Em sexto lugar, um passeio de carro num dia ensolarado em que, nenhuma preocupação nos acompanha, a não ser a estrada, quando o vento nos despenteia o cabelo pela janela aberta e nem nos incomodamos com isso.
Em sétimo lugar, o beijo no pescoço, com os calafrios que o acompanham, prenúncios de prazeres maiores e irrevogáveis, o cheio adocicado do perfume, os frêmitos, o gozo já antecipado.
Em oitavo lugar, o apelo do sermão, quando, vulnerável e atento, o coração aspira a novos horizontes, uma sobrevida eterna, a companhia dos anjos, enquanto o coral canta de ondas e mar, a travessia para o outro lado.
Em nono lugar, o vislumbre da janela do avião, quando o destino é um paraíso tropical, Punta Cana ou Cancun, e você imagina como é possível que voe numa máquina mais pesada do que o ar, porém se lembra, então, de que a vida tem suas dores, mas é também cheia de prazeres...
Em décimo lugar, uma canção dos Beatles, com a ingenuidade lírica dos que só querem e buscam o bem, a paz que se imagina, um céu de diamantes, o submarino amarelo, segurar a mão, enquanto a guitarra quase que adormece gentilmente sob o sentimento do coro, mesmo que você tenha ou se sinta com 64 anos de idade.

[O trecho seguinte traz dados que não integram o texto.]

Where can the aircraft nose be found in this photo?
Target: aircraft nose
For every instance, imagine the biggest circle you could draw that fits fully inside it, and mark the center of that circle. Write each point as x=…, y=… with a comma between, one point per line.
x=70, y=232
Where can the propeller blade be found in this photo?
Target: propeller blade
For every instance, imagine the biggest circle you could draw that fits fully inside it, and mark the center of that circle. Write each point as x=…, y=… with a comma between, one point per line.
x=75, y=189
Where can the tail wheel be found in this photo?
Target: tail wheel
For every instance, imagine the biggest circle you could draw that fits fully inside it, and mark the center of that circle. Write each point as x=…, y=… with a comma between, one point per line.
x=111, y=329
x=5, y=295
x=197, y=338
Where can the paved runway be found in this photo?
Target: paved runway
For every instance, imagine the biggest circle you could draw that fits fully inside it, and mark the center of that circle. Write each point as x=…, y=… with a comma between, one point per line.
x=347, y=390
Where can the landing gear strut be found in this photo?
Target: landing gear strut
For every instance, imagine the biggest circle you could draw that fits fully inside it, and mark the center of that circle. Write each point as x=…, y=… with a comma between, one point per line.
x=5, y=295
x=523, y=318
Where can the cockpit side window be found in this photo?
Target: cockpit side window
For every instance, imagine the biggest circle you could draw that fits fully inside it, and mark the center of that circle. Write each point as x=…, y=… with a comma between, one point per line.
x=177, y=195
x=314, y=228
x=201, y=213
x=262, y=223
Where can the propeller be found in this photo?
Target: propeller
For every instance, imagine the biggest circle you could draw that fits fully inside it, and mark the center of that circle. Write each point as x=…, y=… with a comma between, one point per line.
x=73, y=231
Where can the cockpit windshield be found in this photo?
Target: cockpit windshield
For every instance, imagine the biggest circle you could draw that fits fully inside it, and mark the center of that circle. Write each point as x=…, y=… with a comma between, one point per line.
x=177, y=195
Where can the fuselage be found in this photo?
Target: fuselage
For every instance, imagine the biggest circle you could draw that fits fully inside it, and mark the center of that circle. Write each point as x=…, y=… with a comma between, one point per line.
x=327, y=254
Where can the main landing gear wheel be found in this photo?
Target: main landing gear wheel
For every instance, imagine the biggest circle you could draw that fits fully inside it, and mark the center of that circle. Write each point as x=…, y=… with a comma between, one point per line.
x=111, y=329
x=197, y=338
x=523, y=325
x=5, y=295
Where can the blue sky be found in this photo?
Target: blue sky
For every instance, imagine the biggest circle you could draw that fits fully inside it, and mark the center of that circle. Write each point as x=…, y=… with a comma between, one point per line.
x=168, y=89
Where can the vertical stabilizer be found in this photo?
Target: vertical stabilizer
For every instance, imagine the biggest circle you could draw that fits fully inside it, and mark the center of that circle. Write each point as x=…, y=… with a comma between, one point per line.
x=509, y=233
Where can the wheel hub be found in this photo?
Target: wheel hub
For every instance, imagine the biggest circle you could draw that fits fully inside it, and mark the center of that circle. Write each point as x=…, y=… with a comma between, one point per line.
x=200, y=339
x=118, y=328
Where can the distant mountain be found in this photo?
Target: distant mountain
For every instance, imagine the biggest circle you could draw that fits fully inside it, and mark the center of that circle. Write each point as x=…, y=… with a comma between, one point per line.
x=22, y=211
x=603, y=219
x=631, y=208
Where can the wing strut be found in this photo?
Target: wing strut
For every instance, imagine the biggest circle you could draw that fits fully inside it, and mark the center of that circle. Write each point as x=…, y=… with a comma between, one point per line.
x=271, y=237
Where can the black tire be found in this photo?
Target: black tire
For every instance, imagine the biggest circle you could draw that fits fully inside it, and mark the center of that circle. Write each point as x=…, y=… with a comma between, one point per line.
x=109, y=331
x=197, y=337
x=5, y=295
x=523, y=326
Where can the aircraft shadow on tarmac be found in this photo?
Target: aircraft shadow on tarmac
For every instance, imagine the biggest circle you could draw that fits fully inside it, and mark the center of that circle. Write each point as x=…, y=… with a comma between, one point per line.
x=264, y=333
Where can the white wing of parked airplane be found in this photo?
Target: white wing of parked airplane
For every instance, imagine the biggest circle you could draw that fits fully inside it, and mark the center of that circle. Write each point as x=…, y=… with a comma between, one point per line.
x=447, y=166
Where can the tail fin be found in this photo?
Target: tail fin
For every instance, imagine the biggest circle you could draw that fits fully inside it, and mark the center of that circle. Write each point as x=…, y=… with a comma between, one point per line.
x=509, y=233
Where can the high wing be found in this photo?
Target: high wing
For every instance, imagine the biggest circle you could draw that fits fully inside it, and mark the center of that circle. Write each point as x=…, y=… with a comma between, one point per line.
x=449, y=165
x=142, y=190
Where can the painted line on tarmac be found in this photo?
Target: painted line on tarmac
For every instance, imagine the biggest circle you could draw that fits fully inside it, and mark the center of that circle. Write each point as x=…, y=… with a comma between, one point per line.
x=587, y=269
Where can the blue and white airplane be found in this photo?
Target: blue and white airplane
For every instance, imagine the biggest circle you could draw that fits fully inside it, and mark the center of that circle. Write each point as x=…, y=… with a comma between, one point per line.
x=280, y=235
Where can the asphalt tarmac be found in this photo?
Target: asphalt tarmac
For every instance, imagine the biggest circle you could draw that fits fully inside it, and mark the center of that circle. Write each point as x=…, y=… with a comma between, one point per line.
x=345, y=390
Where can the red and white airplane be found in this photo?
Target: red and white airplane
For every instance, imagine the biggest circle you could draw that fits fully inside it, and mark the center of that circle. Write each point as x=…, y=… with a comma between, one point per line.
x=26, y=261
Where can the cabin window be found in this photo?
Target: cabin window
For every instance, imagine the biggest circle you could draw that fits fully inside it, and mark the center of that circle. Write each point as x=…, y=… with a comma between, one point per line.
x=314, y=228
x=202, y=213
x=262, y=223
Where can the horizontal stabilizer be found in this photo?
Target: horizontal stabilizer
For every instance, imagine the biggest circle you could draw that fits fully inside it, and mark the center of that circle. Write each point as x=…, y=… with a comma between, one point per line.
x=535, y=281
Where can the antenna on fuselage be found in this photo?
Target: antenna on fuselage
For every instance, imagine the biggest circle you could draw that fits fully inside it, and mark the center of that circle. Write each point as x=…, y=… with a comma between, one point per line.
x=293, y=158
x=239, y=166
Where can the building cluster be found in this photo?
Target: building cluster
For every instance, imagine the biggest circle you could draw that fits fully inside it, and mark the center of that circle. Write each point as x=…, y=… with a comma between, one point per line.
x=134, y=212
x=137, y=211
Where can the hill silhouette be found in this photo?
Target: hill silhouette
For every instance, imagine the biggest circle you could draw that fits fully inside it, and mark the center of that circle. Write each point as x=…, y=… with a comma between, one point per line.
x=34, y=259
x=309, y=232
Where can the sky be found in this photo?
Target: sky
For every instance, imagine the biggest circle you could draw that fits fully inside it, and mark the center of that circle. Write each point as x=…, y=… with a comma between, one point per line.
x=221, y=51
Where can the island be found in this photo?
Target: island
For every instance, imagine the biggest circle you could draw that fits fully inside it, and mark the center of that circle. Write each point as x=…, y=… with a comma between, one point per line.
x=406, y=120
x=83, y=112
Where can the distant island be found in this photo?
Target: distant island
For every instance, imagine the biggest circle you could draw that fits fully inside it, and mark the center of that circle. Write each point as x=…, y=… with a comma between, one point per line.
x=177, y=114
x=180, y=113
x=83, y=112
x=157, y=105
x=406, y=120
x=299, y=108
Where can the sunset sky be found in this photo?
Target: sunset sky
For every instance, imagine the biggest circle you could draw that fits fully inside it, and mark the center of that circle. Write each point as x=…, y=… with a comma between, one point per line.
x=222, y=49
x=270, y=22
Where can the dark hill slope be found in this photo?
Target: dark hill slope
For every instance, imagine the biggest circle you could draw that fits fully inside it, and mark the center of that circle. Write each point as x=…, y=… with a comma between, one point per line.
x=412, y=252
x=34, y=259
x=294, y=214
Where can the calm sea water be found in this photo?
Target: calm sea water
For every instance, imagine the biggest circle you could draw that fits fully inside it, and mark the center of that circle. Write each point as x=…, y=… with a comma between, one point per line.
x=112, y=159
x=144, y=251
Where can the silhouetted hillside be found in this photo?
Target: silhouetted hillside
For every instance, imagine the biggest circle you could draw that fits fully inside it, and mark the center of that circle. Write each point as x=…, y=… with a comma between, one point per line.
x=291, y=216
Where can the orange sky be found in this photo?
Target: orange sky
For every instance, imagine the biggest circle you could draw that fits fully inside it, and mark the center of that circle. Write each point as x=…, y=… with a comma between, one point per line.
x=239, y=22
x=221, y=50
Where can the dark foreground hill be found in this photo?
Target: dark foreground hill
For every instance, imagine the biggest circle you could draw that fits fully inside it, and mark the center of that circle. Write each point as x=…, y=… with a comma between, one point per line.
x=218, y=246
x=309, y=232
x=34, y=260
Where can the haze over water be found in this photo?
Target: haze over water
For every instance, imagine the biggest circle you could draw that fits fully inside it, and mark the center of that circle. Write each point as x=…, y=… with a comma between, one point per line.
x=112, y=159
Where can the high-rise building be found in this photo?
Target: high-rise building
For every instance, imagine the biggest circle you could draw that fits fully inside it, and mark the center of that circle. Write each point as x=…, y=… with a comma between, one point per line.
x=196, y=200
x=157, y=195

Não sei se a Samilly já experimentou tudo isso ou a metade disso ou duas dessas coisas ou pelo menos uma delas, umazinha só. Quando eu a leio, ou vejo, ou ouço, eu só posso desejar que ela o faça. Se ela o fizer, essa cabecinha, às vezes tonta e cheia de devaneios, e esse coraçãozinho, às vezes apertado e triste, vão lhe abrir os olhos para que leia, veja e ouça como eu a leio, vejo e ouço: uma moça cheia de vida que tem tudo para ser feliz e com quem eu, alegremente, trocaria de lugar quando, onde e por tanto tempo quanto ela quisesse, para ser Samilly, jovem, linda, cabeça de vento, coração de palha, para me contrariar e contradizer, para experimentar, de novo, como se pela primeira vez, cada uma das dez coisas favoritas.